Unfortunately, the Brattle Group didn’t consider the potential impact that higher electricity prices for PV generation would have on the industry’s credibility and public policy support, but I’m pretty confident it won’t help. Moreover, in the politics of today, where job growth and economic development drive the political agenda, the Brattle group projects that a 100 percent tariff on imported PV panels and modules from China would result in the net loss to consumers of $698 million to $2.62 billion, eliminating up to 50,000 U.S. jobs over the next three years. By Brattle’s projections, even a 50 percent tariff would cause between $621 million and $2.287 billion in net consumer losses. These numbers go in the wrong direction for the PV industry, threatening to give more ammunition to those who lobby for business as usual in the energy system.

Finally, the reduction in U.S. demand for PV resulting from tariffs will hurt U.S. businesses as much if not significantly more than the tariffs would impact the Chinese. Both DOE’s Sunshot Initiative and RMI’s internal analyses indicates that nearly two-thirds (roughly 63 percent) of the cost of residential solar PV installation came from items outside of solar modules (“balance of system costs”), such as inverters, permitting, taxes, wiring, etc. What’s more, the approximately 37 percent of solar PV costs from modules currently includes roughly half non-Chinese modules as well as distribution and sales revenues, which often go to U.S. employees working directly for or under contract with foreign module manufacturers. The numbers are similar for both utility- and commercial-scale systems. Therefore, less than a fifth of the cost of today’s solar PV installation goes to Chinese companies for module sales.

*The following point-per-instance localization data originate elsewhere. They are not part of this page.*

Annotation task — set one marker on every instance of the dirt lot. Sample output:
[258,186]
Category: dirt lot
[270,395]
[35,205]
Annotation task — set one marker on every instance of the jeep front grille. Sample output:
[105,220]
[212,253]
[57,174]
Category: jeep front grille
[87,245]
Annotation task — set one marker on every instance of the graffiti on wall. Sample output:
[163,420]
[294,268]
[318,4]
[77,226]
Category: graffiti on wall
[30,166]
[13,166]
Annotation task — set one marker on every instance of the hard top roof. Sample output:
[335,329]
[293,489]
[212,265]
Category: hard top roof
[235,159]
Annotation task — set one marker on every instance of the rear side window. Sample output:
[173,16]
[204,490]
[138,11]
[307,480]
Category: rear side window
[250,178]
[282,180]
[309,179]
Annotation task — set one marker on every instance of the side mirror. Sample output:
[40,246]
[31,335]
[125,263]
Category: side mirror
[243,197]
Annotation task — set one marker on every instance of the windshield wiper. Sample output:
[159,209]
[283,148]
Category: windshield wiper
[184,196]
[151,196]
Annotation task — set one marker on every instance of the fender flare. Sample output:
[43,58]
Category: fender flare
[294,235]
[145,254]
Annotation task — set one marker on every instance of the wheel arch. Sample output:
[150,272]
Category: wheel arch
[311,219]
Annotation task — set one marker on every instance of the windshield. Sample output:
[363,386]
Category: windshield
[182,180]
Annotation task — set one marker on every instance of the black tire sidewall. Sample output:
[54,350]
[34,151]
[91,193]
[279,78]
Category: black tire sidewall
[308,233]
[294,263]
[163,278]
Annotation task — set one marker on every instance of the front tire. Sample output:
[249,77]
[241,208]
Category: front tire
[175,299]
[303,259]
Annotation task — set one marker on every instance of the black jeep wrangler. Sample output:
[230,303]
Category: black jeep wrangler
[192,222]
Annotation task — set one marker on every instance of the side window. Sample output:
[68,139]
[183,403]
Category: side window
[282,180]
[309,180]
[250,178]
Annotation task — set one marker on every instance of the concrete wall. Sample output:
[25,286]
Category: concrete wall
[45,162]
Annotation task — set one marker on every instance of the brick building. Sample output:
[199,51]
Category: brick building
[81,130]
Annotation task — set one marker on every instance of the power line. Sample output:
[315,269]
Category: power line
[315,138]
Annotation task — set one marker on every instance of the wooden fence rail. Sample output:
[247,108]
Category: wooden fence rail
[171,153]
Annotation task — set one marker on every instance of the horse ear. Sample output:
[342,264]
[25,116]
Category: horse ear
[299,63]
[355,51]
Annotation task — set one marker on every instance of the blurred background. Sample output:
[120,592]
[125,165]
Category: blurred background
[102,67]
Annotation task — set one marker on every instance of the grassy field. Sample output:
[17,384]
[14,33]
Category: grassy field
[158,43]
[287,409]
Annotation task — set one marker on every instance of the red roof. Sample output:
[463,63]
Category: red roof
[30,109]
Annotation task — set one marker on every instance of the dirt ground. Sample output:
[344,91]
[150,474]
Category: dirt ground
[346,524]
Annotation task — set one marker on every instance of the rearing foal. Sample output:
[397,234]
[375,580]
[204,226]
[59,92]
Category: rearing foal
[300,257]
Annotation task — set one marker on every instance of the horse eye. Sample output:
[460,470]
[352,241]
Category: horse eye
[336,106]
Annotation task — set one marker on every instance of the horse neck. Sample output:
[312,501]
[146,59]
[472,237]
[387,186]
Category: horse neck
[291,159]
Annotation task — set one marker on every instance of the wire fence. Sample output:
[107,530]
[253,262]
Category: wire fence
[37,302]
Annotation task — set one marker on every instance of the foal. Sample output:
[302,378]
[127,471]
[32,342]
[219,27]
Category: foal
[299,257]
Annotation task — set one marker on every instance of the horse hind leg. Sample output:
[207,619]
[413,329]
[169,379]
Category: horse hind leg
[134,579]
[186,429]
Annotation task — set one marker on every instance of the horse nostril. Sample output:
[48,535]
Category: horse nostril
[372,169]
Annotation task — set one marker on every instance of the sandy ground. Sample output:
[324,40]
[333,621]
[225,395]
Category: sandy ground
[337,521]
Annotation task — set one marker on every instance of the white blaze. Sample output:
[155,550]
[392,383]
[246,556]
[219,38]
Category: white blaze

To be sure, the Chinese government’s strategic investment in its solar PV industry creates a powerful dynamic in the global value chain and is particularly challenging to non-Chinese crystalline silicone PV cell and panel manufacturers. However, for the rest of the global industry, including manufacturers developing non-crystalline technologies, the question is whether China represents a threat or, in fact, an opportunity. Remember, China is not only investing in its production capabilities and competitiveness; it is also simultaneously investing heavily in creating demand, which may prove to be good for the rest of the global industry.

I choose to believe that growing Chinese demand for PV will accelerate global demand and drive increased innovation throughout the value chain. Increased global demand will drive the development and adoption of more advanced and efficient cells, panels, componentry, and system designs—and very importantly lead to increased acceptance and adoption by utilities and other major power purchasers around the world. Growth and scale will lead to standardization and will open PV development to global financial markets, reducing financing costs and complexity. All of this will ultimately help the industry achieve the scale it needs to compete head to head with coal, natural gas, and nuclear power to generate the world’s electricity.